Homeless get food lifeline
As concerns heighten over the vulnerability of Kingston’s homeless population to the novel coronavirus, Local Government and Community Development Minister Desmond McKenzie said that the Government is in a race against time to retrofit a facility to temporarily house “those who want to come off the streets”.
McKenzie, speaking with The Gleaner at Sunday’s launch of a feeding programme near the Kingston and St Andrew Municipal Corporation’s Church Street offices, said that the ministry would be seeking to patch up an old building on the property, where a permanent structure will be constructed in the near future.
“We’re going to use that for the time being – put a little coat of paint on it, wash it out, and clean it up, put some bedding in there, and set up a sort of structure so that we can do some of the feeding there,” he said.
Like it has for much of Jamaican society, COVID-19 has upended life for even the homeless, who lamented in a Gleaner story last week that many good Samaritans who routinely fed them had not turned out over the last two weeks as an economic downturn and social-distancing protocols transformed the once-bustling city into a near ghost town.
There have been 32 COVID-19 cases and one death in Jamaica, but the country is projected to be weeks away from the peak of the virus, which is expected to surge with community transmission.

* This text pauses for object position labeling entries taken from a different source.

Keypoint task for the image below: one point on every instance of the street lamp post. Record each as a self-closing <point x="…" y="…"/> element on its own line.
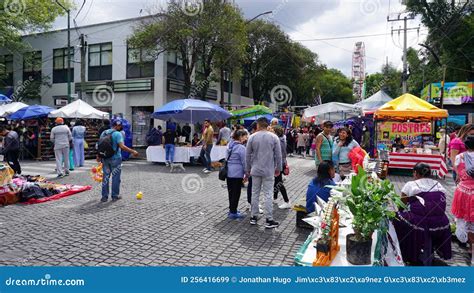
<point x="68" y="50"/>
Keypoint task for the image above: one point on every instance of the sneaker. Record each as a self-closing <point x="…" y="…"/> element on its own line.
<point x="253" y="220"/>
<point x="271" y="224"/>
<point x="236" y="216"/>
<point x="285" y="205"/>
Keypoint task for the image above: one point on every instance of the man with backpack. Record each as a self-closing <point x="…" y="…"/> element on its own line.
<point x="109" y="148"/>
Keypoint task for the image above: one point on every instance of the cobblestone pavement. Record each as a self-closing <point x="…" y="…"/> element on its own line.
<point x="181" y="221"/>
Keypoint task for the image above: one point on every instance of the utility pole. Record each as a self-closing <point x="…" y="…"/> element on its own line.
<point x="405" y="31"/>
<point x="83" y="66"/>
<point x="68" y="50"/>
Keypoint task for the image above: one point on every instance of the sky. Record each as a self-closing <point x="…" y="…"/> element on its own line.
<point x="313" y="23"/>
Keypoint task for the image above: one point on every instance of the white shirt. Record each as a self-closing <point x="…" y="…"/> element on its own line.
<point x="412" y="188"/>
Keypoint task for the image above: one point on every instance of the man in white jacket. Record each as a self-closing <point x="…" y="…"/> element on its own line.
<point x="61" y="137"/>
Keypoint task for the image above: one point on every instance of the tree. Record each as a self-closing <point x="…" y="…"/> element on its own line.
<point x="198" y="38"/>
<point x="450" y="25"/>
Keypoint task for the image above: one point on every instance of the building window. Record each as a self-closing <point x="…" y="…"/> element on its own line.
<point x="32" y="65"/>
<point x="100" y="61"/>
<point x="139" y="63"/>
<point x="6" y="70"/>
<point x="175" y="66"/>
<point x="60" y="60"/>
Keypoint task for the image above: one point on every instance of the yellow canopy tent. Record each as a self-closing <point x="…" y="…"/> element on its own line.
<point x="408" y="106"/>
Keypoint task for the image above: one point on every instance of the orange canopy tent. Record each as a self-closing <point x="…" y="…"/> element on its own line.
<point x="408" y="106"/>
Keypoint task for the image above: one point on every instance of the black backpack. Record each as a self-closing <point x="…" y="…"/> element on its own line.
<point x="105" y="149"/>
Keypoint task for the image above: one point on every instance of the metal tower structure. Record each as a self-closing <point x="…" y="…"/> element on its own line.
<point x="358" y="70"/>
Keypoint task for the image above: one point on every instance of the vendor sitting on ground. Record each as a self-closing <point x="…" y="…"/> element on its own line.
<point x="398" y="145"/>
<point x="424" y="226"/>
<point x="317" y="186"/>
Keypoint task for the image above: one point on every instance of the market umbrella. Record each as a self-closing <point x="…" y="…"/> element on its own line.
<point x="252" y="111"/>
<point x="79" y="109"/>
<point x="191" y="110"/>
<point x="333" y="111"/>
<point x="4" y="99"/>
<point x="31" y="112"/>
<point x="10" y="108"/>
<point x="374" y="102"/>
<point x="408" y="106"/>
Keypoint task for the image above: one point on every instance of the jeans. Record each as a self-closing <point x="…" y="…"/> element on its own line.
<point x="169" y="150"/>
<point x="234" y="187"/>
<point x="264" y="184"/>
<point x="62" y="156"/>
<point x="79" y="152"/>
<point x="12" y="159"/>
<point x="111" y="167"/>
<point x="206" y="156"/>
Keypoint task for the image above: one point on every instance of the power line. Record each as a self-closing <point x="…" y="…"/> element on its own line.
<point x="83" y="3"/>
<point x="343" y="37"/>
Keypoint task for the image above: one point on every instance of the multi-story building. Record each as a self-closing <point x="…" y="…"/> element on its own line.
<point x="117" y="79"/>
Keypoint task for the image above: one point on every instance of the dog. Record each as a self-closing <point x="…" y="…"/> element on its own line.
<point x="176" y="166"/>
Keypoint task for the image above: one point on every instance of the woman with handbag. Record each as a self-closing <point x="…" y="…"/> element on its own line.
<point x="235" y="172"/>
<point x="278" y="185"/>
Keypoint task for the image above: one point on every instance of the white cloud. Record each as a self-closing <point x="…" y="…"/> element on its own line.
<point x="302" y="20"/>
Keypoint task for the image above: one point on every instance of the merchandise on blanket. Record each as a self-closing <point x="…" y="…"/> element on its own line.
<point x="9" y="197"/>
<point x="6" y="174"/>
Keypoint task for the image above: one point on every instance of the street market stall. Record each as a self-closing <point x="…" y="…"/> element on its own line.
<point x="7" y="109"/>
<point x="250" y="112"/>
<point x="333" y="111"/>
<point x="91" y="117"/>
<point x="32" y="189"/>
<point x="411" y="120"/>
<point x="190" y="111"/>
<point x="36" y="119"/>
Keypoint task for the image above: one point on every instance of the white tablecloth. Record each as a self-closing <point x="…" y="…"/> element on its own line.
<point x="183" y="154"/>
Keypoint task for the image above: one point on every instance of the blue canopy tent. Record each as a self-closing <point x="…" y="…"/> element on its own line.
<point x="4" y="99"/>
<point x="31" y="112"/>
<point x="249" y="120"/>
<point x="191" y="111"/>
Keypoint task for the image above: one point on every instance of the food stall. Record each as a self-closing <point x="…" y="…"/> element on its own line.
<point x="190" y="111"/>
<point x="412" y="120"/>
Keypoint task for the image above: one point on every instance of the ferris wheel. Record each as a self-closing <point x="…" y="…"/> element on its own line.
<point x="358" y="70"/>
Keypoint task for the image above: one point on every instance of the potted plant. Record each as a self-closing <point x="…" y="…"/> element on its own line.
<point x="370" y="201"/>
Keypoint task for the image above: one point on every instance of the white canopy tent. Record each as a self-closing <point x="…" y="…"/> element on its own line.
<point x="11" y="108"/>
<point x="333" y="111"/>
<point x="79" y="109"/>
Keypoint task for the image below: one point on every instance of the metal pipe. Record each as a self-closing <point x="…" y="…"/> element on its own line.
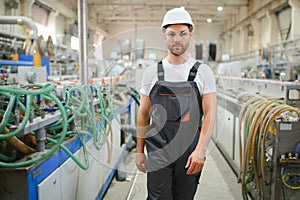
<point x="82" y="35"/>
<point x="33" y="31"/>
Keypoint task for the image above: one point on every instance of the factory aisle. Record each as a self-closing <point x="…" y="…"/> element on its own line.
<point x="217" y="181"/>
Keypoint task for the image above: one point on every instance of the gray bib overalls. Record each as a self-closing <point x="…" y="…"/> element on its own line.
<point x="176" y="119"/>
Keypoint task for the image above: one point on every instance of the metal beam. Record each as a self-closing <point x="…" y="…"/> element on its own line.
<point x="173" y="4"/>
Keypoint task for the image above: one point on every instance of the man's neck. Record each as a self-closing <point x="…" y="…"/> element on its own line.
<point x="177" y="60"/>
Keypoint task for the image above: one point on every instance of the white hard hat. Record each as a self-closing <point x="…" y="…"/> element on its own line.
<point x="177" y="16"/>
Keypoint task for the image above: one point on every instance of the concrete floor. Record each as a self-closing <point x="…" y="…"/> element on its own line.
<point x="217" y="181"/>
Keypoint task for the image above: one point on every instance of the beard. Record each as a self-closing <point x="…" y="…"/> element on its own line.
<point x="178" y="49"/>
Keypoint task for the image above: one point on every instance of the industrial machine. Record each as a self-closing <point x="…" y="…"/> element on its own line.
<point x="258" y="122"/>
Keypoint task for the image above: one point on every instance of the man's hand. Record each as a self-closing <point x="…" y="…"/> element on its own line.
<point x="141" y="162"/>
<point x="194" y="163"/>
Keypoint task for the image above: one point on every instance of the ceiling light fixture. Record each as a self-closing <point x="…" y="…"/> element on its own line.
<point x="219" y="8"/>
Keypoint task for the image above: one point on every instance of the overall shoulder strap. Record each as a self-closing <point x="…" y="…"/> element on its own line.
<point x="160" y="71"/>
<point x="193" y="71"/>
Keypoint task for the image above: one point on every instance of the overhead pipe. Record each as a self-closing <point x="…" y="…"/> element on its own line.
<point x="82" y="35"/>
<point x="20" y="20"/>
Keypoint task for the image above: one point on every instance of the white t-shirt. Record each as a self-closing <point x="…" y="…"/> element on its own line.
<point x="175" y="73"/>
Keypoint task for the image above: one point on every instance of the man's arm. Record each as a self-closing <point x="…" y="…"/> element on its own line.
<point x="143" y="121"/>
<point x="196" y="159"/>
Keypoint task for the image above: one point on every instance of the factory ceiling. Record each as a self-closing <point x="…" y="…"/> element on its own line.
<point x="145" y="11"/>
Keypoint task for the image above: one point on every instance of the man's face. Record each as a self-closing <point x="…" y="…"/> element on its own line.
<point x="178" y="38"/>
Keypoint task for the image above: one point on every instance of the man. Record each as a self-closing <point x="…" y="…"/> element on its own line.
<point x="178" y="97"/>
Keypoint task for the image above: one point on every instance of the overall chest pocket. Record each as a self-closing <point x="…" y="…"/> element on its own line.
<point x="176" y="100"/>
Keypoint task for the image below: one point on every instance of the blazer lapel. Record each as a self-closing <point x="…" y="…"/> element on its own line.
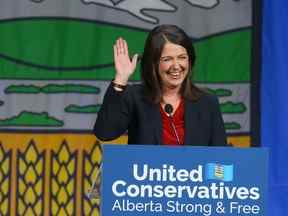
<point x="157" y="122"/>
<point x="191" y="118"/>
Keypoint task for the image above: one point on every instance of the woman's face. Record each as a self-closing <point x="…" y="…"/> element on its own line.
<point x="173" y="66"/>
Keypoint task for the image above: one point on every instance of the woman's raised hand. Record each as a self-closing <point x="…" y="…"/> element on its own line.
<point x="123" y="65"/>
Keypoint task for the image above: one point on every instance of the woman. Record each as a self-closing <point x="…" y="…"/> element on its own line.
<point x="166" y="71"/>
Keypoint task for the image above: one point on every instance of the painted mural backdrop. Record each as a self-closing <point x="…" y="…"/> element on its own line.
<point x="56" y="61"/>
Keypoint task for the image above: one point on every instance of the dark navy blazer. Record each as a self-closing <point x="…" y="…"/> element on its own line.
<point x="130" y="110"/>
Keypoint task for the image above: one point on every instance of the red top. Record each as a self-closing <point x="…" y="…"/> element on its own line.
<point x="168" y="136"/>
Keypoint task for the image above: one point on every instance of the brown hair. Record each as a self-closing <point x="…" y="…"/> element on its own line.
<point x="154" y="45"/>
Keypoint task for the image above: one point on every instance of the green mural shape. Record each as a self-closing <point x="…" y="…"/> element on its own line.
<point x="83" y="109"/>
<point x="51" y="51"/>
<point x="52" y="89"/>
<point x="32" y="119"/>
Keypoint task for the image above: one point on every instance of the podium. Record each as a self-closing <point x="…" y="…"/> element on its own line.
<point x="163" y="181"/>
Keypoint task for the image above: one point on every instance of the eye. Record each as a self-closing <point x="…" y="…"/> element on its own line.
<point x="165" y="59"/>
<point x="184" y="57"/>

The more than 1,000 people who turned out yesterday were offered a short public-education session on SARS-CoV-2, with the minister expressing concern about the looming challenge if the homeless contracted the virus.
“We are doing the temperature checks and giving them hand sanitiser as they come in, and that is what we’re going to be doing right across the country,” he said.
McKenzie foresees that people who are not homeless will turn up for meals but said, “We are not going to be turning away anybody, once the food is available.”
For the next two months, Jamaica’s homeless will be provided with two meals per day to mitigate against the fallout of charities, McKenzie said at a press conference last Friday.
The special feeding programme will complement what is being done in drop-in locations across the island.
“The Corporate Area poses the greatest challenge in all of this because we actually don’t have a facility, outside of Marie Atkins, which is already bursting at the seams, so we will have to find ways in the Corporate Area to feed this large constituent of homeless people,” McKenzie told The Gleaner.
The nationwide homeless population surpasses 2,000.
In Kingston and St Andrew, feeding will be done in Cross Roads, Papine, Half-Way Tree, New Kingston, and the downtown area. They will be fed Sundays through Fridays, and receive care packages on Saturday.
The local government minister added that a roving team would be deployed to serve communities on the outskirts of Kingston.
The programme is being funded by a $150-million allocation – part from central Government and a portion from the ministry’s budget.
Food For The Poor, The Salvation Army, and other stakeholders continue to partner with the Government in this regard.
Mayor of Kingston Delroy Williams was also present and assisted in the distribution of meals.
Williams noted that the homeless are fed through the municipal corporation regularly but said that a “special effort” was being made to ensure that those who were at greatest risk of neglect were attended to amid the COVID-19 crisis.
The municipality has also embarked on a clean-up drive and the sanitisation of high-traffic public spaces and markets.
Post-COVID-19, the mayor said, the corporation intends to have routine maintenance.
“We want it to become a feature of what we do on a regular basis, so the engineers are working on developing a schedule for the year,” Williams said.